Le essenze immutabili ed eterne che lui chiamerà idee trascendono la realtà fisica e sono perfette a differenza delle cose che sono molteplici e divenienti. Le idee sono la cause delle cose, la loro condizione di pensabilità e sono criteri di giudizio delle cose in quanto imitano o partecipano o sono presenti nelle stesse (rispettivamente si parla di mìmesi, metessi e parusia). In Platone è possibile rintracciare un uso copioso dei miti finalizzati alla spiegazione di concetti e dottrine filosofiche.
° L’uso del mito ha due significati fondamentali:
– in primo luogo esso rappresenta uno strumento didattico-espositivo ai fini della comunicazione intellettuale
– in secondo luogo se ne serve per parlare di realtà che vanno oltre l’indagine rigorosamente razionale entro il quale dovrebbe contenersi
Il celeberrimo mito usato da Platone è quello della caverna. All’inizio del VII libro del dialogo, Socrate propone a Glaucone un’allegoria. Immagina , gli dice, delle persone che vivono fin dall’infanzia rinchiuse in una caverna, incatenate così strettamente da non poter neanche girare la testa. La caverna ha un’apertura che dà sull’esterno, ma la gente che ci vive ha lo sguardo rivolto verso la parete in fondo, e non vede l’uscita. Alle spalle dei prigionieri, in alto e lontano da loro, c’è un fuoco acceso che fa luce. Fra il fuoco e i prigionieri c’è un muro, lungo e basso, come quelli che costeggiano le strade di campagna. Dietro al muro, altre persone tengono in mano degli oggetti (statuette di animali e di uomini e altri oggetti di ogni genere) e li fanno sporgere al di sopra del muro. La luce del fuoco proietta dunque le ombre degli oggetti sulla parete di fronte ai prigionieri. Quelle ombre sono le uniche cose che i prigionieri abbiano mai visto, costretti come sono a star lì fermi, senza potersi voltare. Dunque, afferma Socrate, quelle persone credono che le ombre siano oggetti reali. prigionieri sono «simili a noi». Anche noi abbiamo conosciuto solo ombre, proiezioni degli oggetti reali, perché gli oggetti veramente reali, le idee, non sono conosciuti come tali da tutti. Ci vuole una buona educazione filosofica per uscire dalla caverna dell’opinione e accedere alla conoscenza e alla scienza.

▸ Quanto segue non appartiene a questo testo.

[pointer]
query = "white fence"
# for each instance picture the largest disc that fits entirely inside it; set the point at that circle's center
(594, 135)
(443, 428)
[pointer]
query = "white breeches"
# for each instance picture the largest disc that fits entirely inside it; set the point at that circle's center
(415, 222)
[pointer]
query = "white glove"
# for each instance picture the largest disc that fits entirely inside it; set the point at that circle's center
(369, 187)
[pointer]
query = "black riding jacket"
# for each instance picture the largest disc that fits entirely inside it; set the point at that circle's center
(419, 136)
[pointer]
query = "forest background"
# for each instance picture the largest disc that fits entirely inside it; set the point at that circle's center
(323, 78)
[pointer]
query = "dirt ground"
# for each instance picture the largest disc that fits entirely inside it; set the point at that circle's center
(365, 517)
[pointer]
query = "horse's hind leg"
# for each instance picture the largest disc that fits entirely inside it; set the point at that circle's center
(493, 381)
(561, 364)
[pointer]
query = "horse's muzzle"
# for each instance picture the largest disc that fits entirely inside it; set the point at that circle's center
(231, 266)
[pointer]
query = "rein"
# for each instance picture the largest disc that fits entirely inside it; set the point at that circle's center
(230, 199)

Nel mito platonico emergono quattro livelli di significato: il significato ontologico ovvero il dualismo della realtà sensibile e sovrasensibile, il significato gnoseologico in cui l’ignoranza (il buio), la credenza (le ombre) e l’opinione (le statue) arrivano alla vera conoscenze delle idee, il significato mistico religioso ovvero il rapporto tra la vita terrena e vita spirituale e il significato politico, quello del compito guida che hanno i filosofi nel governare la città.
La comunità ideale per Platone, che sarà un’utopia (ου τόπος) , è basata sul concetto di comunismo in ragione dell’abolizione della proprietà privata e della condivisione di mezzi, terreni e persone, sul concetto di classismo ovvero della rigida suddivisione in classi cui viene privilegiato l’aristocraticismo dei filosofi, sullo statalismo e sul l’instaurazione di un regime autoritario e illiberale (totalitarismo).
Platone sarà il primo filosofo che fonderà un istituto di ricerca, l’Accademia, una sorta di comunità religiosa che dal punto di vista giuridico ed economico è autonoma con il possesso di terreni, edifici e propri spazi e in cui, ancora, sarà un “laboratorio culturale” in cui si dialogherà e si studieranno i più svariati argomenti, dalle materie scientifiche a quelle umanistico-letterarie (la scuola sarà retta da uno “scolarca” eletto a vita dai membri della stessa).